イノベーションとは『創造的な破壊』だ!
宇宙飛行に革命を起こし続けるイーロン・マスクは、
予定調和に凝り固まった日本社会へのアンチ・テーゼなのか。
――野口聡一(宇宙飛行士)
再使用ロケットの実現、国際宇宙ステーションへの人員輸送など、数々の偉業を成し遂げ、
「第二の宇宙時代」を象徴する存在となったスペースX。
それは、創業者イーロン・マスクのヴィジョンだけでなく、
身を粉にして働いた数千の人々の献身があってこそのものだった。
ロードムービーさながらのロケット陸上輸送作戦、
海洋冒険小説もかくやというドラゴン宇宙船の回収プロジェクト、
陰謀論の誘惑に抗いながら謎解きに挑んだ発射台での爆発事故、
そしてSFの世界を現実にしたかのようなロケットの帰還と見事な着陸。
しかしスペースXの物語はこれで終わりではない。
火星移住という野望を達成するために、死角はないだろうか。
『LIFTOFF』につづき著者は、スペースXの内部に分け入り、 輝かしい偉業の舞台裏に迫るとともに、その行く末を占う。
解説:秋山文野(宇宙ジャーナリスト)
■本書に寄せられた賛辞
スペースXの成功を裏で支えたヒーローたちの物語。
――アンディ・ラプサ(ストーク・スペース共同設立者兼CEO)
イーロン・マスクという、際立って大胆で優れたビジョナリーに率いられた企業による、
おそらく世界で最も注目に値する野心的な物語を伝えている。
――ジャレッド・アイザックマン(民間人のみによるはじめての宇宙飛行で船長を務めた人物)
ロケットの再使用や新たな宇宙時代の幕開けをもたらした原動力や決意がはじめて語られる。
――ロリ・ガーバー(元 NASA副長官)
わたしはスペースXの興隆を20年近くにわたって追ってきたし、
そのロケットと宇宙船で宇宙へ飛んだこともある。
だが『REENTRY』を読んではじめて、スペースXがどれほどの苦難を乗り越えて
新たな宇宙時代を切り拓いたかがわかった。
――マイケル・ロペス=アレグリア(宇宙飛行士)
■目次
プロローグ 2023年4月20日、テキサス州サウス・パドレ島
1 凶暴な野獣 2008年11月22日、テキサス州マクレガー
2 寄せ集める 2009年1月10日、フロリダ州ケープカナベラル
3 フライト・ワン:軌道到達 2008年9月28日、オレゴン州ベンド
4 フライト・ツー:ドラゴンのデビュー 2010年9月、カリフォルニア州ホーソーン
5 フライト・スリー:ドラゴンの必死の飛行 2012年5月25日、テキサス州ヒューストン
6 もう戻ってこない 2012年1月、カリフォルニア州ヴァンデンバーグ空軍基地
7 荷船を準備せよ 2014年4月20日、カリフォルニア州ホーソーン
8 悲劇と勝利 2015年6月28日、カリフォルニア州ホーソーン
9 Fの2乗と、AMOS-6の悲劇 2009年2月、バージニア州マクリーン
10 火星の値段 2016年9月、メキシコ、グアダラハラ
11 ファベルジェの卵 2008年12月、ワシントンDC
12 第二の宇宙時代 2019年4月20日、テキサス州リーグ・シティ
13 スチームローラー 2018年2月5日、フロリダ州ケネディ宇宙センター
エピローグ
■本文より
長きにわたり、スペースXは無視され、そんなことはできるはずがないと言われてきた。
いま、彼らはそれを達成し、ライバルたちは金網越しに覗きこんで笑ったりしていない。
ライバルだった者たちはあっけにとられてはるか上方を見上げている。
「わたしたちは遠くまで来た。
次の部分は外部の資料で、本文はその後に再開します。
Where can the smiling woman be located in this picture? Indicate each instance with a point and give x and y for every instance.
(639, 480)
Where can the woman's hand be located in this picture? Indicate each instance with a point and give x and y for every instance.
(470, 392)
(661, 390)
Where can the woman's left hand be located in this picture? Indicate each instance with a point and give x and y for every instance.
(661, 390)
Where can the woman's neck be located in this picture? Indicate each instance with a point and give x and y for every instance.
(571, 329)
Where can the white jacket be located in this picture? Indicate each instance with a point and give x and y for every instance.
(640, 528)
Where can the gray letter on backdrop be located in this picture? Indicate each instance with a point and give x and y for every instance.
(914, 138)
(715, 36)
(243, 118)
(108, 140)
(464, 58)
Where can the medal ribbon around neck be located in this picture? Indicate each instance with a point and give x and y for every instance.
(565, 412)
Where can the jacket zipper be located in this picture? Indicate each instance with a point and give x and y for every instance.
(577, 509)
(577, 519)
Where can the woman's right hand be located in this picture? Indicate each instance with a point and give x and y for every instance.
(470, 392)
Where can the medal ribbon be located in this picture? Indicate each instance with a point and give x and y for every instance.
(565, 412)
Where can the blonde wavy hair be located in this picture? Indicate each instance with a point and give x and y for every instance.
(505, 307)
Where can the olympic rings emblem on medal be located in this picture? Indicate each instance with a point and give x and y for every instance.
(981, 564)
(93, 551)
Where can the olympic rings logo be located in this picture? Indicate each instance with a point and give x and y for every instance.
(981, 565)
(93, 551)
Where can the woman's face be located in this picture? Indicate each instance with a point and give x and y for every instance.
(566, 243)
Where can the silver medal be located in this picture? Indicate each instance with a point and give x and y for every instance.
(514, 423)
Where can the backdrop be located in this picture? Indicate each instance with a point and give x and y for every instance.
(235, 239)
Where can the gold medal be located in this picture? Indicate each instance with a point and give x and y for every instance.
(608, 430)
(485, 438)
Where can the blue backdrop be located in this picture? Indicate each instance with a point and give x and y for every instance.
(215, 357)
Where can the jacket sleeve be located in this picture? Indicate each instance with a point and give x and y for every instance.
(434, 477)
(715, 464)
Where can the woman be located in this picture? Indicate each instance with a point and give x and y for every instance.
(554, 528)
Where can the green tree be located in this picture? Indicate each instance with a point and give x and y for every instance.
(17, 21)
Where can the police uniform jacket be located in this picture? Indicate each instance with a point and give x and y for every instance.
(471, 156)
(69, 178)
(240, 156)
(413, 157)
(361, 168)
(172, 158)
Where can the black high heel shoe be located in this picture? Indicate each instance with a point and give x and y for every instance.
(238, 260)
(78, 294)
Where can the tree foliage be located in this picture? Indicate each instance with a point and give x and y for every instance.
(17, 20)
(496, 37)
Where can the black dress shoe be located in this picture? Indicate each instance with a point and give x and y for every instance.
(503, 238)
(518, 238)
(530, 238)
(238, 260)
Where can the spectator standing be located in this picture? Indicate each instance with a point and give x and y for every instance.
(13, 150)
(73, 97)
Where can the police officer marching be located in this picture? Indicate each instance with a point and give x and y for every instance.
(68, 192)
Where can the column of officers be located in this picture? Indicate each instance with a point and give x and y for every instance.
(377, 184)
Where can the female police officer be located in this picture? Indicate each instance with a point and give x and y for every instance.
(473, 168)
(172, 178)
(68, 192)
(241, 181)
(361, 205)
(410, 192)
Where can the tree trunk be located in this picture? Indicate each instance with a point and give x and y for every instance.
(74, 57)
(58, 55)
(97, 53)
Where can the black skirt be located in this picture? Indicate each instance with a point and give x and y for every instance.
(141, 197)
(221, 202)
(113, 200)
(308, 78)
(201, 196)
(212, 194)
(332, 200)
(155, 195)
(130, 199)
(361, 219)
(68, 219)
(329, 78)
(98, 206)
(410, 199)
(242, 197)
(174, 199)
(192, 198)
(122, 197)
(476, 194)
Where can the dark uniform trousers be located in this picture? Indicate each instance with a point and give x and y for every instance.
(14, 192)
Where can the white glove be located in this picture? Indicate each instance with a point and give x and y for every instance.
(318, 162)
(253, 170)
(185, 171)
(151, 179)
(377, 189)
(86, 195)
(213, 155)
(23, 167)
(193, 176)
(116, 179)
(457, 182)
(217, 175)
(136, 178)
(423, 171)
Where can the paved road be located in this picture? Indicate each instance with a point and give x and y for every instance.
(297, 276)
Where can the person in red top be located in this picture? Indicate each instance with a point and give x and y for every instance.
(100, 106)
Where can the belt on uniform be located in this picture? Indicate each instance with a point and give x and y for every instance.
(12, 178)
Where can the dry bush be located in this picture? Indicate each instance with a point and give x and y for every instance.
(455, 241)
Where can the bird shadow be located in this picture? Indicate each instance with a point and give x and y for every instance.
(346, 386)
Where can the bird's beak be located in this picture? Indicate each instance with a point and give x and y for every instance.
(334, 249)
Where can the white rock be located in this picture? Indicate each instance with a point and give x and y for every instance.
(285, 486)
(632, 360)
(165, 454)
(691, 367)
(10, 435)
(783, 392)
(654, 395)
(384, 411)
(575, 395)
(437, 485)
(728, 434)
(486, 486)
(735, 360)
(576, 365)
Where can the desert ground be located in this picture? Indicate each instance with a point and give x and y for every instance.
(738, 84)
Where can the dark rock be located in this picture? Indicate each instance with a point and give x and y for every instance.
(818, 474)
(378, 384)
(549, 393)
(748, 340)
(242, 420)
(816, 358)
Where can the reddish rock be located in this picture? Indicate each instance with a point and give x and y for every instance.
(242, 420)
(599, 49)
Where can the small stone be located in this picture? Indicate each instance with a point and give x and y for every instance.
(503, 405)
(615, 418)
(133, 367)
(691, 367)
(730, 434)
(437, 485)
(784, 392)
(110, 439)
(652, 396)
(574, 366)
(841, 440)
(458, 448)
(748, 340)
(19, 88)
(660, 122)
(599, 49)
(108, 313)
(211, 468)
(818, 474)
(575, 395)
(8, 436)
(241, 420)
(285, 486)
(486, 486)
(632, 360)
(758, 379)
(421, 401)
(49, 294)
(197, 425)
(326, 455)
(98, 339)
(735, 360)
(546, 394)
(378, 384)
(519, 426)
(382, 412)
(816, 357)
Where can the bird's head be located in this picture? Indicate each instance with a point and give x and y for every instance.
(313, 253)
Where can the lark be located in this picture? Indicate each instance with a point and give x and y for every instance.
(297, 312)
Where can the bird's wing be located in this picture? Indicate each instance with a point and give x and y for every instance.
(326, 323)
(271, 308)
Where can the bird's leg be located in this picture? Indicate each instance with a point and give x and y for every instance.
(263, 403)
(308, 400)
それはたしかね」。
わたしがかつて軽視されていたことを質問すると、グウィン・ショットウェルはこう答えた。
「『打ち上げに成功するはずがない』って言われていたけれど、わたしたちはファルコン1を飛ばした。
『本物のロケットを打ち上げられるはずがない』と言われれば、ファルコン9を飛ばした。
すると、『ドラゴンを軌道へ運べるはずがない。ドラゴンは宇宙ステーションには決して達しない。
ああ、ロケットの回収なんてできるはずがない。ロケットを再使用できるはずがない』って。